Omissão sanada, mas conteúdo mantido: Acórdão reitera que prova indireta é suficiente para levar réu a júri

Campo Grande/MS, 18 de junho de 2025.

Por redação.

Tribunal entendeu que, embora tenha havido omissão no acórdão anterior quanto ao pedido de absolvição sumária ou despronúncia, os indícios de autoria contra o réu são suficientes para mantê-lo como réu pronunciado

A 1ª Câmara Criminal do Tribunal de Justiça de Mato Grosso do Sul acolheu, por unanimidade, os embargos de declaração opostos por F.O.S, apenas para sanar omissão no acórdão anterior, sem alterar a decisão de manter o réu pronunciado pelos crimes de homicídio e cárcere privado. O relator foi o desembargador Emerson Cafure.
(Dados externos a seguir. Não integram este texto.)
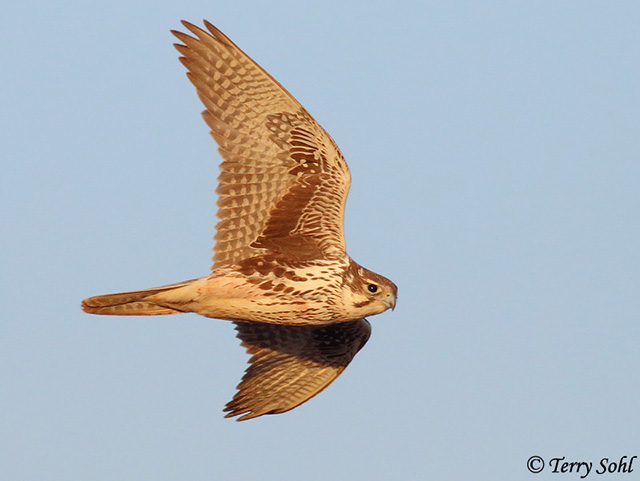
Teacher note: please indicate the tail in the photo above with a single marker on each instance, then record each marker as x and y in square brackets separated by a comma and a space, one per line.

Nos embargos, a defesa alegou contradições e omissões na decisão que havia negado provimento ao recurso em sentido estrito, sustentando que as confissões dos corréus e os depoimentos da vítima sobrevivente sequer mencionavam o nome do réu. Afirmou ainda que ele se recusou a participar da ação criminosa, nunca esteve no cativeiro e que sua ligação com o caso se restringia a contatos telefônicos justificados por sua atividade lícita de venda de créditos telefônicos.

A Procuradoria de Justiça opinou pelo acolhimento parcial dos embargos apenas para suprir a omissão apontada, sem conferir efeitos infringentes.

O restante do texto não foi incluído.